Illovo Deal refers to the 2001 sale of large areas of agricultural land in Mauritius, with involvement of the State. In the local Mauritian press it s sometimes also known as the Ilovo Deal or Deal Ilovo.

==History==
The origins of the Illovo Deal date back to 1998 when multi-national corporation Lonrho sold its sugar estates and its 3 sugar factories in Mauritius to Illovo, the South African sugar conglomerate. A few years later in 2001 the Illovo group sold off these assets through the Illovo deal to private companies and para-statal bodies.

==2001 Illovo Deal==
The Illovo Deal was conceived and implemented soon after the MMM-MSM coalition (headed by Anerood Jugnauth and Paul Bérenger) came to power in September 2000. Then Finance Minister Pravind Jugnauth explained that the Illovo Deal would provide enough finance for the construction of the Cyber City in Ebène, renovation of the old Plaisance Airport and of the ageing University of Mauritius, as well as construction of the new Bagatelle Dam and a new stadium.
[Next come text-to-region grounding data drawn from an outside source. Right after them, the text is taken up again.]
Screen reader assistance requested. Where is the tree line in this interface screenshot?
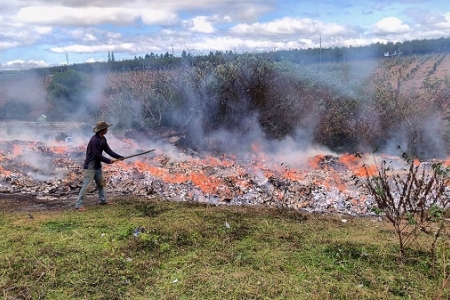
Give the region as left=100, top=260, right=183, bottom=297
left=30, top=36, right=450, bottom=75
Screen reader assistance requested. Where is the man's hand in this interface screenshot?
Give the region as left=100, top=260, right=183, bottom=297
left=111, top=158, right=124, bottom=163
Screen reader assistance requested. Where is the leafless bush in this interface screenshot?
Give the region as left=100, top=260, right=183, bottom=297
left=356, top=150, right=450, bottom=259
left=101, top=70, right=180, bottom=129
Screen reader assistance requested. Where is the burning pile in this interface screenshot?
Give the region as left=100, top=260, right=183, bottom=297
left=0, top=135, right=383, bottom=216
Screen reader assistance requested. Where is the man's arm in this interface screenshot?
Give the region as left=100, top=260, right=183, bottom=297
left=103, top=139, right=124, bottom=162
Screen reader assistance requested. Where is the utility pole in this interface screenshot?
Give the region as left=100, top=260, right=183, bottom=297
left=319, top=34, right=322, bottom=64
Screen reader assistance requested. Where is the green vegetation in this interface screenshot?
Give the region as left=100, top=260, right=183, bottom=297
left=46, top=69, right=92, bottom=120
left=1, top=198, right=449, bottom=299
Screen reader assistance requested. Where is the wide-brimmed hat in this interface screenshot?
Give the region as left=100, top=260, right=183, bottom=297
left=93, top=121, right=112, bottom=133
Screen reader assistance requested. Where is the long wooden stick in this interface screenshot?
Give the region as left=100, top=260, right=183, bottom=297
left=123, top=149, right=155, bottom=160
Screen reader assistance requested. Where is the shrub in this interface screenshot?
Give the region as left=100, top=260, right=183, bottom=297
left=46, top=69, right=91, bottom=120
left=356, top=149, right=450, bottom=259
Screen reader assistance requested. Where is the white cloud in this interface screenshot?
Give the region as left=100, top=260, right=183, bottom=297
left=221, top=15, right=233, bottom=23
left=434, top=12, right=450, bottom=29
left=372, top=17, right=410, bottom=34
left=85, top=34, right=98, bottom=42
left=1, top=59, right=49, bottom=70
left=34, top=26, right=53, bottom=35
left=68, top=29, right=124, bottom=44
left=50, top=45, right=114, bottom=53
left=183, top=16, right=216, bottom=33
left=15, top=5, right=178, bottom=27
left=0, top=41, right=20, bottom=51
left=230, top=17, right=354, bottom=37
left=8, top=0, right=273, bottom=25
left=85, top=58, right=105, bottom=63
left=17, top=6, right=138, bottom=26
left=0, top=25, right=47, bottom=47
left=50, top=42, right=143, bottom=54
left=140, top=10, right=179, bottom=26
left=106, top=32, right=123, bottom=39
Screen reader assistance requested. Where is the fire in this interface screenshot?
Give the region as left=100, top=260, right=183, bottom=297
left=200, top=156, right=234, bottom=167
left=132, top=161, right=187, bottom=182
left=308, top=153, right=379, bottom=177
left=129, top=160, right=224, bottom=193
left=49, top=146, right=69, bottom=155
left=123, top=151, right=372, bottom=196
left=307, top=154, right=326, bottom=169
left=189, top=171, right=221, bottom=194
left=281, top=169, right=305, bottom=181
left=250, top=141, right=267, bottom=161
left=12, top=144, right=23, bottom=156
left=0, top=166, right=12, bottom=177
left=4, top=137, right=442, bottom=216
left=251, top=141, right=263, bottom=153
left=338, top=153, right=378, bottom=177
left=444, top=158, right=450, bottom=166
left=338, top=153, right=360, bottom=168
left=413, top=158, right=421, bottom=166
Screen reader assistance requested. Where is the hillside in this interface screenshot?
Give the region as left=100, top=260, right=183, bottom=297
left=1, top=53, right=450, bottom=159
left=0, top=53, right=448, bottom=105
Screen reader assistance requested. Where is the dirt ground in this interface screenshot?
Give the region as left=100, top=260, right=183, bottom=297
left=0, top=193, right=123, bottom=212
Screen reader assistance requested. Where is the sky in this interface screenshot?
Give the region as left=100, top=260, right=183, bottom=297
left=1, top=0, right=450, bottom=70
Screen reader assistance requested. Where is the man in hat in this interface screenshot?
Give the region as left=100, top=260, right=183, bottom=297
left=74, top=121, right=124, bottom=211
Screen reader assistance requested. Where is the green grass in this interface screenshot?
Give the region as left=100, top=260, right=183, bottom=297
left=0, top=197, right=448, bottom=299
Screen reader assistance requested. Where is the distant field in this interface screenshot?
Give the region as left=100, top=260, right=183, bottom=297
left=378, top=54, right=450, bottom=97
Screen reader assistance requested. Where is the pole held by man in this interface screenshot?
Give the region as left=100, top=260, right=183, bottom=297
left=122, top=149, right=155, bottom=160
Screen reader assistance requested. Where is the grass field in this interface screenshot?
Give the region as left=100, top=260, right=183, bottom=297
left=0, top=196, right=448, bottom=299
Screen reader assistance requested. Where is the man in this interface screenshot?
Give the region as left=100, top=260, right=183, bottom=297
left=74, top=121, right=124, bottom=211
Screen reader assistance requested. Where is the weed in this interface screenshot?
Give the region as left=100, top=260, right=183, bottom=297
left=43, top=219, right=80, bottom=232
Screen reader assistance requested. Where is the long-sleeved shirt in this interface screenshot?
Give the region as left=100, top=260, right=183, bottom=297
left=83, top=133, right=123, bottom=169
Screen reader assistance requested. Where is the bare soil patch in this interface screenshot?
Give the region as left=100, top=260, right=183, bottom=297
left=0, top=194, right=68, bottom=212
left=0, top=193, right=124, bottom=212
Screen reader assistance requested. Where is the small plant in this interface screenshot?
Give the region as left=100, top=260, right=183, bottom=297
left=356, top=149, right=450, bottom=259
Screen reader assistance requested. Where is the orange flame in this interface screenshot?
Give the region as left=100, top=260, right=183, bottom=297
left=307, top=154, right=326, bottom=169
left=50, top=146, right=69, bottom=155
left=12, top=145, right=23, bottom=156
left=130, top=160, right=224, bottom=194
left=0, top=166, right=12, bottom=177
left=338, top=153, right=377, bottom=177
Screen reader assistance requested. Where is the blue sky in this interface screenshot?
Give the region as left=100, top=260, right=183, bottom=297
left=1, top=0, right=450, bottom=70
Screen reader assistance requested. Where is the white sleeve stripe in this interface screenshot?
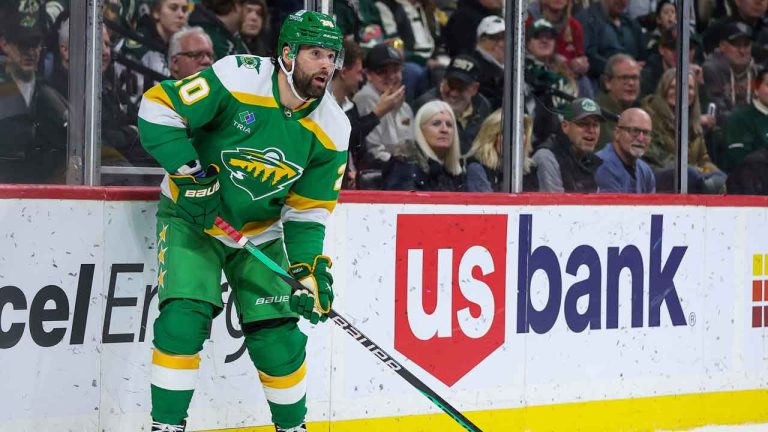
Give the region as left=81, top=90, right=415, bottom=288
left=151, top=364, right=199, bottom=391
left=138, top=98, right=186, bottom=129
left=261, top=377, right=306, bottom=405
left=281, top=207, right=331, bottom=225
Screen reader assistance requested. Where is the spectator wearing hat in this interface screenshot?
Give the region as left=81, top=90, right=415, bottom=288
left=445, top=0, right=503, bottom=57
left=641, top=28, right=704, bottom=98
left=532, top=97, right=605, bottom=192
left=525, top=18, right=580, bottom=146
left=703, top=0, right=768, bottom=64
left=702, top=21, right=758, bottom=132
left=412, top=54, right=492, bottom=154
left=595, top=107, right=656, bottom=193
left=0, top=13, right=68, bottom=184
left=575, top=0, right=646, bottom=82
left=472, top=15, right=505, bottom=109
left=353, top=42, right=413, bottom=184
left=526, top=0, right=591, bottom=96
left=332, top=40, right=403, bottom=189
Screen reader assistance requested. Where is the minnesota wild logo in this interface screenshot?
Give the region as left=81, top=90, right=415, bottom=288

Pravind Jugnauth also explained that by 2004 the Illovo Deal had enabled 43 000 small planters and employees of the ailing sugar industry to buy 7,000 arpents at Rs 125 000 per arpent via the Sugar Investment Trust (SIT). These small planters also own 24.5% of Mon-Trésor-Mon-Désert (MTMD).
Furthermore, the SIT and the National Pension Fund (NPF) benefit as shareholders of MTMD.

==Criticism==
Various criticism has been raised about the true beneficiaries of the 2001 Illovo Deal. Some believe that the small planters and tax payers have not received a fair share of the windfall resulting from the sale of the agricultural land, especially after the original deal was modified at the last minute by members of the ruling MSM-MMM government.